La difficulté sera alors d’évaluer la gravité de la situation. « Si vous vous rendez compte que le comportement de votre boss est dérangeant ou néfaste, alors vous êtes dans l’obligation de réagir de la même manière qu’avec un homme. »
Fabi travaille toujours dans un secteur majoritairement féminin.

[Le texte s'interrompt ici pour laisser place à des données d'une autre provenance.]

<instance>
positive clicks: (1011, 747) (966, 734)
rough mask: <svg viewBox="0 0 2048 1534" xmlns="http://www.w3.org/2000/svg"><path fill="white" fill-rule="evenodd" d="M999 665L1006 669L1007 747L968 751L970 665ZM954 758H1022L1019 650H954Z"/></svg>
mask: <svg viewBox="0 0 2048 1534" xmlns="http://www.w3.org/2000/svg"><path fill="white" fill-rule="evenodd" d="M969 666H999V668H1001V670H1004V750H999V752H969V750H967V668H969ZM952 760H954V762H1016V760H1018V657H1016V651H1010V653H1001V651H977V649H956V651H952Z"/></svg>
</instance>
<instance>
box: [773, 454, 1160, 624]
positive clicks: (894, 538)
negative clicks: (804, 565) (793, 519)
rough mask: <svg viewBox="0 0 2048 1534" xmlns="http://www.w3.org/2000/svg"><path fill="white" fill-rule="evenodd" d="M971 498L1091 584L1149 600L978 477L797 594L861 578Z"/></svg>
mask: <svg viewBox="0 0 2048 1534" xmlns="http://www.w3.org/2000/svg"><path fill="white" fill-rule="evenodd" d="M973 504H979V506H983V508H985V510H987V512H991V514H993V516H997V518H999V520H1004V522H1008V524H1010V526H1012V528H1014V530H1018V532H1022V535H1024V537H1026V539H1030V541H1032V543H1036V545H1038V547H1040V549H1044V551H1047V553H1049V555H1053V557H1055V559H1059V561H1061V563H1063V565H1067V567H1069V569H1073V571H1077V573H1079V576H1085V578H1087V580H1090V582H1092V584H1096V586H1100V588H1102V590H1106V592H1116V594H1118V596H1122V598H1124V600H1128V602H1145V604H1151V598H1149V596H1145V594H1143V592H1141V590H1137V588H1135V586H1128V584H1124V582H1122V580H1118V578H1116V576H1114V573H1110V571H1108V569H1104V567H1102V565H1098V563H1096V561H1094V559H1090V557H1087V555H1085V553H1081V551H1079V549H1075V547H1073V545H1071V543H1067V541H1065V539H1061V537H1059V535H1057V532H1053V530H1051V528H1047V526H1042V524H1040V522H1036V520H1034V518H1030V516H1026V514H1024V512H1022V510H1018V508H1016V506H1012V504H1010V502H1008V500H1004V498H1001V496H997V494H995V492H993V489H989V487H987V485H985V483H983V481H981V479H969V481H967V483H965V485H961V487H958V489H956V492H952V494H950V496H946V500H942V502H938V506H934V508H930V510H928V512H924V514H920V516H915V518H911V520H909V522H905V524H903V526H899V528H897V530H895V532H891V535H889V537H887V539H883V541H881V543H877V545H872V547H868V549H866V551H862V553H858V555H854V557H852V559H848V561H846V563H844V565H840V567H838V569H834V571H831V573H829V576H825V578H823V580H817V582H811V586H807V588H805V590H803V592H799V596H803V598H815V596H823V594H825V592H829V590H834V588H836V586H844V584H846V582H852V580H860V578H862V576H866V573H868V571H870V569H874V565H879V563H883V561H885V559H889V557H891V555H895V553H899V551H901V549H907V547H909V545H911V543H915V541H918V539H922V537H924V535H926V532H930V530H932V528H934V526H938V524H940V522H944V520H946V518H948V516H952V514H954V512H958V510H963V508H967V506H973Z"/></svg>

Et bien qu’elle ait été confrontée à plusieurs femmes problématiques, de mauvaises leaders qui perpétuent l’enfer du lycée, elle dit avoir grandi de ses expériences, tant sur un plan professionnel que personnel.

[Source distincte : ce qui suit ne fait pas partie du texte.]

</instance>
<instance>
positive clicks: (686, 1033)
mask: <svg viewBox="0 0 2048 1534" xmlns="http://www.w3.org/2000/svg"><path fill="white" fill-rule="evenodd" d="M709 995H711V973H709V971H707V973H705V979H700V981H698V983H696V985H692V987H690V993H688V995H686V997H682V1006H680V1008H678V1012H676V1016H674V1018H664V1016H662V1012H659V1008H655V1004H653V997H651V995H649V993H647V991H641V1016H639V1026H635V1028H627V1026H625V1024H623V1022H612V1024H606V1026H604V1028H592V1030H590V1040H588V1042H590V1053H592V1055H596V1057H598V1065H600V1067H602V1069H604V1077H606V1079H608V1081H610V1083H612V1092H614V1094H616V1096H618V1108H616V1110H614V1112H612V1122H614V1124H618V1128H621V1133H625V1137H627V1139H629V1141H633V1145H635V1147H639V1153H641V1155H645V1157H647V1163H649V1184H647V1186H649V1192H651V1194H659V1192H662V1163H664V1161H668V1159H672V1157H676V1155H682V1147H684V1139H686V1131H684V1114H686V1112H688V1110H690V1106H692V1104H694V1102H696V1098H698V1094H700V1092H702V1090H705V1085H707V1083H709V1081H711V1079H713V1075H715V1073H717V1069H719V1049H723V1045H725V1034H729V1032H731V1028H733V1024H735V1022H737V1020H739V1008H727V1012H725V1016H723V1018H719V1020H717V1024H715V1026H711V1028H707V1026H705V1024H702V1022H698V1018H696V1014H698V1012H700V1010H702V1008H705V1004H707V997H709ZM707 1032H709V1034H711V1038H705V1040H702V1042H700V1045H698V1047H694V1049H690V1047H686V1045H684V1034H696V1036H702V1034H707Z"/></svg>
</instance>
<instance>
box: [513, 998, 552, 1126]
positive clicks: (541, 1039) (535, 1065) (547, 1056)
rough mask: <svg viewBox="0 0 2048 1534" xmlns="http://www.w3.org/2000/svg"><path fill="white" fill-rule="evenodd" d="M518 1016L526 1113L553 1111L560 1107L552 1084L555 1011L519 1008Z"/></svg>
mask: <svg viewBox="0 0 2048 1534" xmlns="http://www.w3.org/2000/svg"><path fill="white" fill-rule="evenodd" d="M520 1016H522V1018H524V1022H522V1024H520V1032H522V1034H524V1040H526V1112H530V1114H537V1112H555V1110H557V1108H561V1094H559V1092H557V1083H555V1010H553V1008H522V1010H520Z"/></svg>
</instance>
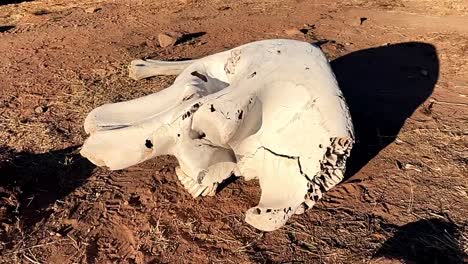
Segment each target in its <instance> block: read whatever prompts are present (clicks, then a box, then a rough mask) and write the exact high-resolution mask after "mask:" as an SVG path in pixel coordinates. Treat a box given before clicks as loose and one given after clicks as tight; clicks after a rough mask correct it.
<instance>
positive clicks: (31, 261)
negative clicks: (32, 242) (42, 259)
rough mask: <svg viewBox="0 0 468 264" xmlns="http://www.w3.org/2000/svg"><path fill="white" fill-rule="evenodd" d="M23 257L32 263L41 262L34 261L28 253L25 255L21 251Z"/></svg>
mask: <svg viewBox="0 0 468 264" xmlns="http://www.w3.org/2000/svg"><path fill="white" fill-rule="evenodd" d="M23 257H24V258H26V259H27V260H28V261H29V262H31V263H34V264H42V263H41V262H39V261H35V260H34V259H32V258H30V257H28V255H26V254H24V253H23Z"/></svg>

« Ça m’a aidé à définir ce que je recherchais chez un leader et à prendre les choses moins personnellement. »
Et bien sûr à ne pas mettre les défauts d’une manager sur le compte de son genre. « J’ai compris que c’était important de critiquer ces personnes d’une manière qui évitent tout rapprochement entre mauvais management et femmes leaders. Ce n’est pas parce que c’est une femme que c’est une mauvaise leader, c’est pour telles ou telles raisons (à définir). Ce qui n’est pas toujours facile. On a vite tendance à dire « quelle connasse celle-là », alors qu’en réalité, ce qu’on devrait dire, c’est « mais quelle mauvaise manager ».